The aim of adult stem cell therapies is to "use the patients' own cells to fix their hearts," Patel added.

Patel's group conducted pilot studies of bone marrow-derived stem cells, administered during coronary artery bypass graft (CABG) surgery, vs. CABG surgery alone, and results indicated significant improvement when the stem cells were added to the mix.

"It's by no means a cure," he said. "But we are alleviating a lot of the symptoms," shown clearly on both "a clinical and a metabolic level."

A number of companies are developing adult stem cell products, including Osiris Therapeutics (Baltimore), which also focuses on cardiovascular indications. Osiris recently completed enrollment in a 53-patient Phase I trial testing Provacel, its intravenously administered formulation of adult stem cells aimed at repairing damaged tissue following a heart attack. That product is being developed in collaboration with Boston Scientific (Natick, Massachusetts).

In addition to heart disease, the use of bone marrow-derived stem cells is being investigated in other indications. For instance, Aastrom Biosciences (San Diego), has several ongoing Phase I and Phase II trials of its Tissue Repair Cells (TRCs), which comprise a mixture of bone marrow-derived adult stem cells and progenitor cells produced ex vivo using the AastromReplicell system, in long-bone fractures, spine fusion and upper jaw bone reconstruction.

And in the neurodegenerative arena, BrainStorm Cell Therapeutics (New York) is investigating the potential of bone marrow-derived stem cells as a treatment for Parkinson's disease.

Viacell (Cambridge, Massachusetts), meanwhile, is investigating another source of non-embryonic stem cells: umbilical cord blood.

Viacell, which operates in part as a cryopreservation business for umbilical cords - and is working to add the preservations of oocytes to their services - is developing a cell therapy pipeline using stem cells isolated from umbilical cord blood.

The company's goal is to create "true, off-the-shelf, allogeneic stem cell products," said Mark Beer, Viacell president and CEO, that can be marketed as a "cartridge of cells you can click into a catheter" for intravenous administration.

Leading Viacell's clinical pipeline is CB001, a cord blood stem cell product for use in hematopoietic stem cell transplantation in cancer patients. That product, which is being co-developed with Amgen (Thousand Oaks, California), is in Phase I study, with results expected in the second half of this year.

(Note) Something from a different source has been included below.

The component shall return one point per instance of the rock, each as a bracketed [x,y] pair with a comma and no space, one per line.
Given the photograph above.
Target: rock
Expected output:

A third potential source for adult stem cells is adipose tissue.

Keith March, professor of medicine, physiology and biomedical engineering at Indiana University School of Medicine , said those cells can be found and isolated from the stromal (non-adipocyte) fraction of adipose tissue. The tissue is "harvested" from patients during an outpatient liposuction procedure, he said.

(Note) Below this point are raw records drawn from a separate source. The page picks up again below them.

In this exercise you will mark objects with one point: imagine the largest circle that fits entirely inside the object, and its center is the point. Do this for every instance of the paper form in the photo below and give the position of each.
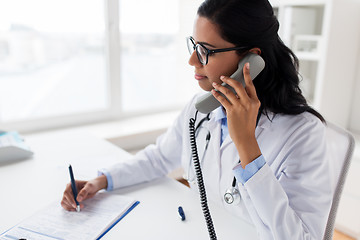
(53, 222)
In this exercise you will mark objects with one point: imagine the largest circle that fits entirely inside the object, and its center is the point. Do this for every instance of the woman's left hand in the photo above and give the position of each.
(241, 110)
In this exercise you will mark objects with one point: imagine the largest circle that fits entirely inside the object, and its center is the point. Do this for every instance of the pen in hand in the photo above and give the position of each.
(73, 187)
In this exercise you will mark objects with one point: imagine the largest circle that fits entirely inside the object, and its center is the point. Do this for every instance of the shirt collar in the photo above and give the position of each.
(219, 114)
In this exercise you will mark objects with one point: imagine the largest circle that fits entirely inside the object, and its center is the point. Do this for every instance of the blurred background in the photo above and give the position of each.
(119, 68)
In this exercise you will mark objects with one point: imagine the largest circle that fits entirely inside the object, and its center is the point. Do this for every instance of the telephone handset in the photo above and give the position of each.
(207, 103)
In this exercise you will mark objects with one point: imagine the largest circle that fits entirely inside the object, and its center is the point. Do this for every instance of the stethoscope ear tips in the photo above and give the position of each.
(232, 196)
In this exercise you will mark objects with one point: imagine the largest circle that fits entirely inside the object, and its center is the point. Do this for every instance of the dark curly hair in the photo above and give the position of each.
(252, 23)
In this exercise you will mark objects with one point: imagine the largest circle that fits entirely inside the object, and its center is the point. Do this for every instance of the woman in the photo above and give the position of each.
(267, 126)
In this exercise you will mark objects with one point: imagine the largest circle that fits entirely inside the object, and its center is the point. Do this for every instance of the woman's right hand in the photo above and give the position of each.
(86, 190)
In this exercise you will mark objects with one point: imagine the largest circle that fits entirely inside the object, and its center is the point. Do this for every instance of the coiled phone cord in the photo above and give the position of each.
(200, 181)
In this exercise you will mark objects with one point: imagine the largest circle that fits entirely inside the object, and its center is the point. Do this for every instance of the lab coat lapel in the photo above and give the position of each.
(263, 123)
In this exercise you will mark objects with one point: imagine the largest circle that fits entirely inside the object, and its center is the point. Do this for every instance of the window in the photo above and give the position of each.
(61, 62)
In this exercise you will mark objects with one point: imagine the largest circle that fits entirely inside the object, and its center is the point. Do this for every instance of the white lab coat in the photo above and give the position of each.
(288, 198)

So far, preclinical studies of adipose-derived stem cells, administered by intramuscular injection into nude mice, have suggested a potential to preserve tissue and promote angiogenesis, March said, adding that his researchers plan to move into the clinic soon in patients suffering critical limb ischemia.

March said one question still to be addressed is the method of delivering the adipose-derived stem cells to patients.

That issue was explored by stem cell firm Cytori Therapeutics (San Diego), which developed a device specifically to administer its own adipose-derived stem cell products to patients. The company recently gained approval for its Celution system, which is designed to isolate and concentrate a patient's own stem and regenerative cells in about an hour.

This system will be used when Cytori begins clinical studies of its adipose-derived stem cell products. The company expects to pursue therapies targeting cardiovascular disease, and has partnered with Olympus (Tokyo) in a joint venture (Medical Device Daily, Feb. 27, 2006). In the agreement Cytori has granted Olympus the right to negotiate a collaboration for the use of adipose stem and regenerative cells for a specific therapeutic area outside of cardiovascular applications. In exchange, Cytori receives $1.5 million from Olympus.